Basic mechanisms and clinical implications of oral tolerance.

Current opinion in gastroenterology

A M Mowat

Affiliations

  1. Department of Immunology, University of Glasgow, Western Infirmary, Glasgow, Scotland. [email protected]

PMID: 17024005 DOI: 10.1097/00001574-199911000-00016

Abstract

Oral tolerance is the physiologic mechanism that prevents hypersensitivity to food proteins and probably to commensal bacteria. It has also attracted attention as a means of administering therapy for autoimmune and inflammatory diseases. Although evidence indicates that both clonal inactivation and active regulatory mechanisms may play a role and that the induction of these may be determined selectively by the feeding regimen used to induce tolerance, the exact mechanisms of oral tolerance remain unclear.
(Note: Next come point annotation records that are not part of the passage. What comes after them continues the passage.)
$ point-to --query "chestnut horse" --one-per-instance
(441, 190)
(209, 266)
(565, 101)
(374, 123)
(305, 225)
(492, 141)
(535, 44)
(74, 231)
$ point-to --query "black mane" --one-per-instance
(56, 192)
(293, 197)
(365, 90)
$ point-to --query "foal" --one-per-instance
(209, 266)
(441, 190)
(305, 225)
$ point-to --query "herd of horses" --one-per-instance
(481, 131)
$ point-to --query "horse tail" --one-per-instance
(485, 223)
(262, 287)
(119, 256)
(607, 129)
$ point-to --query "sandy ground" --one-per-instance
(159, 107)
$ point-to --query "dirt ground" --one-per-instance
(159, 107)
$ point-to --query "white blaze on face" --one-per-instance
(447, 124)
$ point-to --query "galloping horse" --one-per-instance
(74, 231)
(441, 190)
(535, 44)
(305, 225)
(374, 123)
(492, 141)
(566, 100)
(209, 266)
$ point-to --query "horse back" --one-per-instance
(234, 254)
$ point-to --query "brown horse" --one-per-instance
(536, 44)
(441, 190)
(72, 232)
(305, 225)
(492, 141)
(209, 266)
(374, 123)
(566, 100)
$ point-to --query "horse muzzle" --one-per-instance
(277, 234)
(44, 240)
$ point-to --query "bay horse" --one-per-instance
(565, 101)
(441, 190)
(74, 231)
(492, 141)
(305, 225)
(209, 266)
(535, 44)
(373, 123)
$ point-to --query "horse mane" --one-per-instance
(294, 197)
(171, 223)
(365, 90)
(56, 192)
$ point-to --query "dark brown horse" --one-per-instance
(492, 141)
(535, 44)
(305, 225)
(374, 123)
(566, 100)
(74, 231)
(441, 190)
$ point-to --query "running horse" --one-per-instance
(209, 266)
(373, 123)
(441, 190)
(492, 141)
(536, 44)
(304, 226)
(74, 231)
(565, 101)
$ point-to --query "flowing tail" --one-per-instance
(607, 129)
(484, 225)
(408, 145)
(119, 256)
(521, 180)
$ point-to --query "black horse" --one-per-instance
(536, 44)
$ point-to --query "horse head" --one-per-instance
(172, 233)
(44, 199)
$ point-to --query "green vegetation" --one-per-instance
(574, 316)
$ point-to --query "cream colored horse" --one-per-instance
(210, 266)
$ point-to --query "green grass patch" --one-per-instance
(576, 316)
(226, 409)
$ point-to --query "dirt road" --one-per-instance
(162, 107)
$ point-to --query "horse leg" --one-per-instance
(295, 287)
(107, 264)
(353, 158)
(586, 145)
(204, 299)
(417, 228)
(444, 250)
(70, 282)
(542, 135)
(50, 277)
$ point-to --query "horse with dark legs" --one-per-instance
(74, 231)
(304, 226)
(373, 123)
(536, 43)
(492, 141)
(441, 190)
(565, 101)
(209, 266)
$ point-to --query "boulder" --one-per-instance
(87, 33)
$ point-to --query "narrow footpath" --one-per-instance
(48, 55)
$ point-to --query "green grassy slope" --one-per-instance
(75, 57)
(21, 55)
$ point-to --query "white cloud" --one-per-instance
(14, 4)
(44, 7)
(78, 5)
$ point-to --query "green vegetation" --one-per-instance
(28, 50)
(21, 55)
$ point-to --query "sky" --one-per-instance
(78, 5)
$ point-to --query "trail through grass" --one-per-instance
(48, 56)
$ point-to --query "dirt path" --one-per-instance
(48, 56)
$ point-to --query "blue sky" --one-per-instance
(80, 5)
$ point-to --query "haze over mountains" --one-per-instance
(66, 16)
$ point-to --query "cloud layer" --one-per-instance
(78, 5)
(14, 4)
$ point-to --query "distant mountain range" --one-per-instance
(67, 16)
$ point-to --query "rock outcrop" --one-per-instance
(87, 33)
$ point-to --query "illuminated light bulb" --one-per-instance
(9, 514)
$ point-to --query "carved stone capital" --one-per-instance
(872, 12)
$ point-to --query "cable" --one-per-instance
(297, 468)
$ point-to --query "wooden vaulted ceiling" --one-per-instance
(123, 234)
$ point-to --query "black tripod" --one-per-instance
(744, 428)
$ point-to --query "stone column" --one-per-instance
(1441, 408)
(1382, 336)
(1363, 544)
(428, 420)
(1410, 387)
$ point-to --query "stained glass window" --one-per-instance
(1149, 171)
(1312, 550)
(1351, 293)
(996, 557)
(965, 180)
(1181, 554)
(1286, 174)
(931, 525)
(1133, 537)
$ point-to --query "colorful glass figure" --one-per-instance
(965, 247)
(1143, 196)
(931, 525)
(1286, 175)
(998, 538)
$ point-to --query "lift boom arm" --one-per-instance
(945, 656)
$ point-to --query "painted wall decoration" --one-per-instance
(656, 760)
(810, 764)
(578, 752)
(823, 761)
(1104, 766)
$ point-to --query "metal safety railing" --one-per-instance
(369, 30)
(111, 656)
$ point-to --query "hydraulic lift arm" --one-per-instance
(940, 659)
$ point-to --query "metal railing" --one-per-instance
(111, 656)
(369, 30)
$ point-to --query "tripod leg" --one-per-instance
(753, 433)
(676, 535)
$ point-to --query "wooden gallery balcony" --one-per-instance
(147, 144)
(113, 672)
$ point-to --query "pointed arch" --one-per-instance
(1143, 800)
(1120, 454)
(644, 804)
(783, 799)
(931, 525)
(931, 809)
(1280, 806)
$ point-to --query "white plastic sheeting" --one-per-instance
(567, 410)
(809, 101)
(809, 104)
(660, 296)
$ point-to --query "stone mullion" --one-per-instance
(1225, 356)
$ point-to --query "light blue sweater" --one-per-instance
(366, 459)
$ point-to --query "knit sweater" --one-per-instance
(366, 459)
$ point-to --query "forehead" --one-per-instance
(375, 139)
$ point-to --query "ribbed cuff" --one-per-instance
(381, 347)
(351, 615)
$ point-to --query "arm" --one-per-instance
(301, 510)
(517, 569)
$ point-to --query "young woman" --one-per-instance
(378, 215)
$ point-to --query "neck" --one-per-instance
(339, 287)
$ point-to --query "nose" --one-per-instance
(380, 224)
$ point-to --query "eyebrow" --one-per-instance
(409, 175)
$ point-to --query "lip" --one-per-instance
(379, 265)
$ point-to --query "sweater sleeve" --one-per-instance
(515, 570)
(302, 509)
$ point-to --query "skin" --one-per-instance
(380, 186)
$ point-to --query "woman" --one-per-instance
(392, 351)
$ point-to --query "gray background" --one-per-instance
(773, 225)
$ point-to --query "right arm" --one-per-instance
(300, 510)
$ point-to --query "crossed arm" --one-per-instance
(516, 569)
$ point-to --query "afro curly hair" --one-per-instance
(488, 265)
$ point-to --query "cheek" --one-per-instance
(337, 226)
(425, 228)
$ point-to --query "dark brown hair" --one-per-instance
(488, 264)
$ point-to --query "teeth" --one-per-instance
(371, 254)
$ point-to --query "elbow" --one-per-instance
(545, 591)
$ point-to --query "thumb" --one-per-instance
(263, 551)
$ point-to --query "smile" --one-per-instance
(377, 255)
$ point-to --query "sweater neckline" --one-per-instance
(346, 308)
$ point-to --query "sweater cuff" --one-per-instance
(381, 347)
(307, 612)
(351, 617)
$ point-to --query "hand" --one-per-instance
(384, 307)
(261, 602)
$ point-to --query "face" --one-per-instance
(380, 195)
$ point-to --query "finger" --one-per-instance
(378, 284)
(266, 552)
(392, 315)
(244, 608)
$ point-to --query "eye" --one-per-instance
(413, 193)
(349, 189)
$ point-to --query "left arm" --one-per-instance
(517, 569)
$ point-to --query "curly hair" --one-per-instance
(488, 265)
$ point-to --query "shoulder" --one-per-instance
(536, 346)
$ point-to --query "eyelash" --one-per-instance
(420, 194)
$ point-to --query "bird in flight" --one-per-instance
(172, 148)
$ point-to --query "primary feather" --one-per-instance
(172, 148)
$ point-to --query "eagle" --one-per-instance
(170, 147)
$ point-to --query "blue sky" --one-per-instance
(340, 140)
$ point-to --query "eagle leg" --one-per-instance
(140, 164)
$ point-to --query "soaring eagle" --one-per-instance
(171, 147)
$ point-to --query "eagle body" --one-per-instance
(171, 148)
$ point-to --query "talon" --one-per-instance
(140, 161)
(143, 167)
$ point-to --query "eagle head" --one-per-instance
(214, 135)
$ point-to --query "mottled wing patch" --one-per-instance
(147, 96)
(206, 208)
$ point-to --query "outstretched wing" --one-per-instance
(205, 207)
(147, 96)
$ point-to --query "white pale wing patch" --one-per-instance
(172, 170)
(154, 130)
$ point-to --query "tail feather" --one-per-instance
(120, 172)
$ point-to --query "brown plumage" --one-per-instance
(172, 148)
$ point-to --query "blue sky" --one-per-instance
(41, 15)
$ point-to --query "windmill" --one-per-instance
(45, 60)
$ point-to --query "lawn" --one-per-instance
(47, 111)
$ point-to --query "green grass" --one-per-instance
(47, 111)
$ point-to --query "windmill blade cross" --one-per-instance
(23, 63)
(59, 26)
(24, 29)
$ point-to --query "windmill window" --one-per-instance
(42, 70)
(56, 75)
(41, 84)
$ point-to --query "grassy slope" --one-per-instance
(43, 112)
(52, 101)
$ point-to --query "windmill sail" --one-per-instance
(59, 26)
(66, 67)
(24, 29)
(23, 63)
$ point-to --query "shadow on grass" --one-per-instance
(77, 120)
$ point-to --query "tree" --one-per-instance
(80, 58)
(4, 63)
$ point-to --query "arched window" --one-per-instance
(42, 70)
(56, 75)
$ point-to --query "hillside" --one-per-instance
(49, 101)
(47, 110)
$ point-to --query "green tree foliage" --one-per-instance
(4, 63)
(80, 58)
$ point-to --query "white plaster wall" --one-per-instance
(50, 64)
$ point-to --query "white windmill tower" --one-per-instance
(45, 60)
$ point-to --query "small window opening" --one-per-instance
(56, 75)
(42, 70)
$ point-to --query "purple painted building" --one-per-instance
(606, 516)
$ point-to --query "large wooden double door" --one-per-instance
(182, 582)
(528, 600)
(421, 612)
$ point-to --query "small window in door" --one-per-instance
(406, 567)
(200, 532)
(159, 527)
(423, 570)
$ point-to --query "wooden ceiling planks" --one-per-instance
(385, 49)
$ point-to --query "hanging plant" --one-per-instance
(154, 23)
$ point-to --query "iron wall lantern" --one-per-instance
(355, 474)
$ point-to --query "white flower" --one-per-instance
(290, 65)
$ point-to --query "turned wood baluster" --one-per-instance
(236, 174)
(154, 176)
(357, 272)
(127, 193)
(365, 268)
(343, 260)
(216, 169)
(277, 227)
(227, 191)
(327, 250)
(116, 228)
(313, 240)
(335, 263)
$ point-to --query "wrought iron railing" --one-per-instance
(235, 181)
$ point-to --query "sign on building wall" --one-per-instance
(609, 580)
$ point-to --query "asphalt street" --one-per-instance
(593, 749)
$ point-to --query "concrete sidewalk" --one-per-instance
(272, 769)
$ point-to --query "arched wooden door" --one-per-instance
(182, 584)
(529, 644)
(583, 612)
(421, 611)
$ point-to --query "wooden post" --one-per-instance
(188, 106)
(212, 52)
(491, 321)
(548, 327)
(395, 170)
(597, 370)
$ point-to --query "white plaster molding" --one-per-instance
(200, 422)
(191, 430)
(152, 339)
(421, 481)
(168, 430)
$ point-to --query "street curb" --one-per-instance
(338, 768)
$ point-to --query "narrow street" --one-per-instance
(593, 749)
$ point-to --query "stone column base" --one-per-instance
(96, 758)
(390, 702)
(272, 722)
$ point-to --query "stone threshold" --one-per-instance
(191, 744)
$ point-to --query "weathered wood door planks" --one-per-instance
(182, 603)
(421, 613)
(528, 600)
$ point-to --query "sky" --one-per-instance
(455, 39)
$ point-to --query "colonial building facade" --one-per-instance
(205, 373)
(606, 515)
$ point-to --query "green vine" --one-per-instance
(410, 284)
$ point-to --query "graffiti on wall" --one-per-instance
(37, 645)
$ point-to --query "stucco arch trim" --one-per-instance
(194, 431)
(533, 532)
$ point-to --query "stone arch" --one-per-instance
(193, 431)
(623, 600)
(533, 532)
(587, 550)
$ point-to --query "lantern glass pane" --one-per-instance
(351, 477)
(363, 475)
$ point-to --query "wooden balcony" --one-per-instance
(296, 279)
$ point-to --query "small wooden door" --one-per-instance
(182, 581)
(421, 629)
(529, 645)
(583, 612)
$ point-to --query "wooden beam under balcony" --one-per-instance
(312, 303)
Here, we discuss recent evidence that fed antigens are presented to CD4(+) T cells by antigen-presenting cells (APCs) that lack costimulatory activity, resulting in partial activation of T cells followed by a state of unresponsiveness. This seems to occur in many tissues of the immune system but may be particularly important in the draining mesenteric lymph node. Resting dendritic cells may be the predominant population of APCs involved in oral tolerance, and conditions that activate dendritic cells allow the induction of productive immunity. Conventionally, presentation of antigen in the absence of costimulation is thought to induce T-cell anergy, but evidence now indicates that anergic T cells can also act as regulatory cells via the production of inhibitory mediators or via cognate interactions with APCs and other T cells. We discuss how an ability to deactivate APCs may explain bystander suppressor activity in oral tolerance, and we consider how the production of transforming growth factor-beta or interleukin-10 by Th3 or T regulatory 1 cells may contribute to tolerance in vivo. We speculate that both the production of inhibitory mediators and the delivery of suppression via cognate interactions may be properties of otherwise "anergic" T cells.